CVD Risk Factors May Be Altered in Transgender Adults Receiving Hormone Therapy
CSHT is associated with thromboembolic risk for transgender women.
HealthDay News — Cardiovascular disease (CVD) risk factors may be altered among transgender adults receiving cross-sex hormone therapy (CSHT), according to a review published in the Annals of Internal Medicine.
Carl G. Streed Jr, MD, from Brigham and Women's Hospital in Boston, and colleagues discuss CVD and CVD risk factors in transgender populations receiving CSHT.
The researchers note that CVD risk factors are altered by CSHT, as with hormone therapy in cisgender persons. Due to concern regarding an increased risk for myocardial infarction and stroke, systemic hormone replacement for cisgender adults requires nuanced discussions based on baseline risk factors and age at administration of exogenous hormones.

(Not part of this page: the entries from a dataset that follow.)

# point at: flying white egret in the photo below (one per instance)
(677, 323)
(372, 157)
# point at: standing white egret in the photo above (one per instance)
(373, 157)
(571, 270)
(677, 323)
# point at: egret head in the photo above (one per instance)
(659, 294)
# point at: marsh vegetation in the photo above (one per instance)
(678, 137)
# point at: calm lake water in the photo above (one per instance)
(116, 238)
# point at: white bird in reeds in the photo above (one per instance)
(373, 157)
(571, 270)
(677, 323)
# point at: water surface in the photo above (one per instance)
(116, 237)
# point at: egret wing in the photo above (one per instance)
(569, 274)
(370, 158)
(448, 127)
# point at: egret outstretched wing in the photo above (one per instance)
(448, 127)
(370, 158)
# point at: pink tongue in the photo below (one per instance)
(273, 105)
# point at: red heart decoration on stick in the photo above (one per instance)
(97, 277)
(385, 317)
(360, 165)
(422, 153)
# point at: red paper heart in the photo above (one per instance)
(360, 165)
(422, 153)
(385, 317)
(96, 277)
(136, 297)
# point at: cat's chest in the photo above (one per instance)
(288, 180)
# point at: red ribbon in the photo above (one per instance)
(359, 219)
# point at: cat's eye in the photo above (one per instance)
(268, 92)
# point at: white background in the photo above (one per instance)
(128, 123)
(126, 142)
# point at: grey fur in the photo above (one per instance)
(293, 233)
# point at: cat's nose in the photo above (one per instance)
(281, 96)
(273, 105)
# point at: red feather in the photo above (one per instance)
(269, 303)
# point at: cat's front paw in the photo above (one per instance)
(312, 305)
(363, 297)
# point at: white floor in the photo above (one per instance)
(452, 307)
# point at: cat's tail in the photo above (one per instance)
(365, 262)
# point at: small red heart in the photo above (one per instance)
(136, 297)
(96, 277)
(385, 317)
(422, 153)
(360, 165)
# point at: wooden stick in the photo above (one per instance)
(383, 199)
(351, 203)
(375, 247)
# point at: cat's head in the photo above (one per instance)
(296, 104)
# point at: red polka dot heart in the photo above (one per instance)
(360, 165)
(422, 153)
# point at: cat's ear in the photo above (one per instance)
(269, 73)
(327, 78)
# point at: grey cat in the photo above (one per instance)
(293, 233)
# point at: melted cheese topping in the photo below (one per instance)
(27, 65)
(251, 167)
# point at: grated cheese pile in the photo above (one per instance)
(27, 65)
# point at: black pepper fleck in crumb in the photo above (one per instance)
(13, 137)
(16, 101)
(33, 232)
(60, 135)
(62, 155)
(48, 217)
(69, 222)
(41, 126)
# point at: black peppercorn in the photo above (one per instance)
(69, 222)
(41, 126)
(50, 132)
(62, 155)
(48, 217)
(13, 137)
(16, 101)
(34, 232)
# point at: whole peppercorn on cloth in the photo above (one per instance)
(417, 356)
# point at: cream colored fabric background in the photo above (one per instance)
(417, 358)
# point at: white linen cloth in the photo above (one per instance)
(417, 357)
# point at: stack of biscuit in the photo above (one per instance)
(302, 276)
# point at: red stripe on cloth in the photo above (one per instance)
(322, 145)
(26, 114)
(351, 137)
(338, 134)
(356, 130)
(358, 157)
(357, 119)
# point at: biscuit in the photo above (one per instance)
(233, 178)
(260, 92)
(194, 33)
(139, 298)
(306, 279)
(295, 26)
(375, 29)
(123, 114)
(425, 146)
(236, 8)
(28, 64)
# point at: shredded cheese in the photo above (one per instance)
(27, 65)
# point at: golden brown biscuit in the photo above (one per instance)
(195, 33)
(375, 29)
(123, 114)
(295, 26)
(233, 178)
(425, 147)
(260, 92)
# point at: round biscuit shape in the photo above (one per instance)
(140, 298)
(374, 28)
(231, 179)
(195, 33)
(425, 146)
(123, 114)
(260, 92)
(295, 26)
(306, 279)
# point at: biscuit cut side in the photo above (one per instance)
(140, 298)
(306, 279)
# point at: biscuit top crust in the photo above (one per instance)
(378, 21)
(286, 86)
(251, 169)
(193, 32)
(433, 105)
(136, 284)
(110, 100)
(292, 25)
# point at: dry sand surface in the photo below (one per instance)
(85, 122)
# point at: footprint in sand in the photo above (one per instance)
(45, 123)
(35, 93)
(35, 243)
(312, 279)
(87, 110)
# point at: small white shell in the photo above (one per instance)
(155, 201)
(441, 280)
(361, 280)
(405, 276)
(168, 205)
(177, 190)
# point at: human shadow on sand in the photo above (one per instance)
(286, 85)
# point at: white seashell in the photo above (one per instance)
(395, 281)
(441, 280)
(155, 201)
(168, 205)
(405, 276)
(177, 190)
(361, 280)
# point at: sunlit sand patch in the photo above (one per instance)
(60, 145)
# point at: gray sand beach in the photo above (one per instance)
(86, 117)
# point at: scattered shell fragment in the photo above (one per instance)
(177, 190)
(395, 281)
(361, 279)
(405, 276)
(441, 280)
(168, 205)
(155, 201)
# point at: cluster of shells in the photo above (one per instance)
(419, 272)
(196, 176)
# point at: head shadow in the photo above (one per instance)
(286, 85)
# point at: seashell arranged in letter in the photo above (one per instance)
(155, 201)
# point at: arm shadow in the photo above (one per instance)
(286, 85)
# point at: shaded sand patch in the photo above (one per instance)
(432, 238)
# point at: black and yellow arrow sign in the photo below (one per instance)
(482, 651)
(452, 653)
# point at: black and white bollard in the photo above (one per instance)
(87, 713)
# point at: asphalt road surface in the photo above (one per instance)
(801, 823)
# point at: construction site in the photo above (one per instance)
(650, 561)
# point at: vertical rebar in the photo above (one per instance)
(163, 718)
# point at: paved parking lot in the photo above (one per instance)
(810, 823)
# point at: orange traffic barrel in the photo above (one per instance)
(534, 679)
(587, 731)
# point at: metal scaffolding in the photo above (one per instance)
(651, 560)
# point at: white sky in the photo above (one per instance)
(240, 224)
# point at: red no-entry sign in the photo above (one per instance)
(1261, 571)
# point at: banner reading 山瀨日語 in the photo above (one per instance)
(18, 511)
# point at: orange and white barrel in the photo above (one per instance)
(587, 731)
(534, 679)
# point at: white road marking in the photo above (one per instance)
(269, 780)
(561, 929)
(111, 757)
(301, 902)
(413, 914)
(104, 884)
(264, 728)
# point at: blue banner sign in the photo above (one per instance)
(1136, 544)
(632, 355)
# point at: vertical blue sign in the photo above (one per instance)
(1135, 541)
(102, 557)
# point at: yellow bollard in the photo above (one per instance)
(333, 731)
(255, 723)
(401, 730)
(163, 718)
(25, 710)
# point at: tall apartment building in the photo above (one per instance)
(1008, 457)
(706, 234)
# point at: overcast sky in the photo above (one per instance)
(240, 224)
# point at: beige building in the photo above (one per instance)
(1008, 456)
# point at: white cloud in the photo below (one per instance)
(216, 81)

CSHT has been linked to potential worsening of CVD risk factors (including blood pressure elevation, insulin resistance, and lipid derangements) for transgender adults; in transgender men receiving CSHT, these changes have not been associated with increases in morbidity or mortality. CSHT is associated with thromboembolic risk for transgender women, and lower-dose transdermal estrogen formulations are preferred over high-dose oral formulations. Many studies of transgender adults focus on younger people, limiting the generalizability to older transgender adults.
"The lack of randomized controlled trials comparing various routes and formulations of CSHT, as well as the paucity of prospective cohort studies, limits knowledge of any associations between CSHT and CVD," the authors write.
One author disclosed financial ties to the pharmaceutical and other industries, and is a co-inventor on a pending patient filed by Johns Hopkins University for a novel method of low-density lipoprotein cholesterol estimation.
Streed CG Jr, Harfouch O, Marvel F, Blumenthal RS, Martin SS, Mukherjee M. Cardiovascular disease among transgender adults receiving hormone therapy: a narrative review [published online July 25, 2017]. Ann Intern Med. doi: 10.7326/M17-0577.